- 1000 Okunma
- 1 Yorum
- 0 Beğeni
RACON
1970 li yılların sonu ve 80 lerin başında İstanbul.
Öğrenim,barınma ve geçinme ihtiyaçlarımı bir arada karşılamak üzere kaldığım muhit Beyoğlu .
Tabi şimdiki gibi değil,daha değişik,daha tehlikeli ve daha ölçüsüz..
Gece; müzik,eğlence,nara,kavga,kumar görüntüleri arasına sıkışmış ,tümüyle gayrimeşru yaşamın kıyısı..
Gündüz fakülte ,öğrenci,ders,amfi,sınav,not,boykot,forum v.s.
Gece görev,gündüz okul ikilemi arasında bocalayan , birbirine taban tabana zıt iki farklı hayat gözlemi..

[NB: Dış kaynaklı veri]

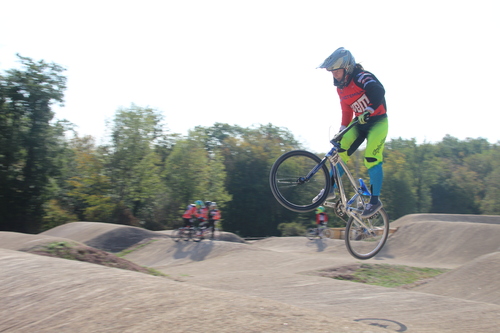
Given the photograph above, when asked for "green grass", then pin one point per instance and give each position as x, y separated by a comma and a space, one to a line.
391, 275
134, 248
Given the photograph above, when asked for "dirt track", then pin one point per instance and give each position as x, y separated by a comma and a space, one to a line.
265, 286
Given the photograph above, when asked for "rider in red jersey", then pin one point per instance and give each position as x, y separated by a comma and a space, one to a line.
362, 96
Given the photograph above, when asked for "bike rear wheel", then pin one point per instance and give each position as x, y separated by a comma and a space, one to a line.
363, 243
288, 185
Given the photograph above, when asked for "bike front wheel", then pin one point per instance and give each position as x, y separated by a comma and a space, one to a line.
288, 180
365, 241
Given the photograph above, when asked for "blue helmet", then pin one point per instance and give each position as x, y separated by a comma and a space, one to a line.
340, 59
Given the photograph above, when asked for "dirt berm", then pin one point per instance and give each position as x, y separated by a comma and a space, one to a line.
263, 286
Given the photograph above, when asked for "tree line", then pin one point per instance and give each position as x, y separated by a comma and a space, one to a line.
145, 176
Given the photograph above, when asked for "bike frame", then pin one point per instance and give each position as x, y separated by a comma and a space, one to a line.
335, 160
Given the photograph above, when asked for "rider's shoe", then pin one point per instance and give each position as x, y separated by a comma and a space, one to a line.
330, 196
371, 209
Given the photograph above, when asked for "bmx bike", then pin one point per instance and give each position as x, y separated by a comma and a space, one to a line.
318, 232
204, 231
185, 233
298, 176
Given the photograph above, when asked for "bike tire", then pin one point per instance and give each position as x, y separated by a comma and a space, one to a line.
286, 185
365, 244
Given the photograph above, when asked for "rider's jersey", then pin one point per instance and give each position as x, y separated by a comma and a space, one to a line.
321, 218
202, 213
364, 90
214, 214
190, 212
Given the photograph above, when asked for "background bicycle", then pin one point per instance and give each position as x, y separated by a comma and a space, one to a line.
205, 232
321, 231
185, 234
298, 176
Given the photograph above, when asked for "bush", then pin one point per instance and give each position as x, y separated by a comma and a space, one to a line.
291, 229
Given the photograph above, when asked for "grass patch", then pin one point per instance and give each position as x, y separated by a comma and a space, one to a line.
384, 275
72, 251
134, 248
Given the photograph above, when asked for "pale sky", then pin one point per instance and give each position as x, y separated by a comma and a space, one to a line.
254, 62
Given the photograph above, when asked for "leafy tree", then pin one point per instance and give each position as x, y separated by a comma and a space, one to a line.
26, 141
133, 165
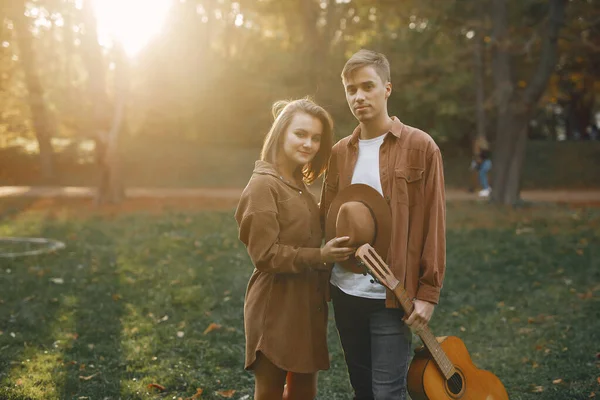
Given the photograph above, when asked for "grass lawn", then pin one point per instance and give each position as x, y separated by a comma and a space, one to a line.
156, 298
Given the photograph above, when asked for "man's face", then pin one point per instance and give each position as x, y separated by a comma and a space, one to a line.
366, 93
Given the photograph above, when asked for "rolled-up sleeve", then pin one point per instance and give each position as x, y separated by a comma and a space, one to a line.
259, 231
329, 189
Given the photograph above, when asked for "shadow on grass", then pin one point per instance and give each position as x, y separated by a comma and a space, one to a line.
65, 323
11, 207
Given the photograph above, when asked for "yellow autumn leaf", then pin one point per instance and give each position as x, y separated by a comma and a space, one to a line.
213, 326
226, 393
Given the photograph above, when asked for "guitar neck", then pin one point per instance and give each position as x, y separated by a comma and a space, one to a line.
380, 270
428, 338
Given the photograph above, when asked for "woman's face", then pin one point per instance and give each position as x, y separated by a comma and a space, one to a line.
301, 140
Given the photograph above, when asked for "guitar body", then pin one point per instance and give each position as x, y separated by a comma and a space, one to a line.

Gece her tür insan ve karmaşık yaşamlar zinciri,kimine göre eğlence veya felekten bir gece çalma,kimine göre çile,çekilmez yaşam ..
O dönemin bazı koşullarının beni getirdiği bu öğrencisiz semtte,bir öğrencinin barınacağı uygun bir yer bulana dek kalmayı düşündüğüm otelde önce müşteri,birkaç ay sonra ekonomik nedenlerden dolayı resepsiyon görevlisi ve daha sonrasında idari müdürlük.Geçici kalmayı düşündüğüm bu semtte geçirdiğim koskoca 6 yıl..
Okuldan biraz erken çıkıp, gece resepsiyon görevi başlamadan birkaç saat uyku uyuma isteği,okul çıkışı arkadaş grubuyla çay içmek,sohbet etmek amaçlı kahveye,çınar altına,ev ziyaretlerine katılamayış ve bunu izah edemeyişin verdiği eziklik ..
Kısaca Beyoğlu nda ev sahibi gibi yaşayıp,gecenin gündüze,eğlencenin hüzne,açlığın savurganlığa, zenginliğin sefalete karıştığı bu dünyanın dışında kalmaya çalışarak üniversite tahsilini devam ettirme çabası ve 2 yıl fireyle mezuniyet ..
Eski günleri hatırlamak belki de gençliğe özlem duygularının gizlendiği fotoğraftır benim için Beyoğlu.
Her şeye rağmen İyi ki İstanbul ,iyi ki Beyoğlu ,iyi ki Tarlabaşı …
O dönemdeki renkli simalardan hafızama yer etmiş biri..
Adı ABDİ, lakabı arap .50 yaşlarında Hatay lı
Gururlu,hoşsohbet,ekonomik olarak sıkıntılı.Giyim tarzı eskiye dönük 60 lı yılların modasını yakından takip eder gibi
Giydiklerinin tümü gardroptan yeni çıkmış gibi,ütüsüz ve ezik olmasına rağmen temiz.
Mesela Mor renkli kadifeye benzer kalın bir kumaştan ,yakaları ince kruvaze,cepleri dıştan ve kapaklı,aynı kumaştan yelekli,pantolonun paçası ayak bileğini saran ve birkaç düğmeli ve de en ilginci aynı kumaştan yumurta topuklu,hafif sivri burunlu ayakkabı,veya koyu petrol yeşili renkten ince yakalı ceket,çok düğmeli yelek,dar kesimli pantolon,aynı kumaştan bağcıklı ayakkabı..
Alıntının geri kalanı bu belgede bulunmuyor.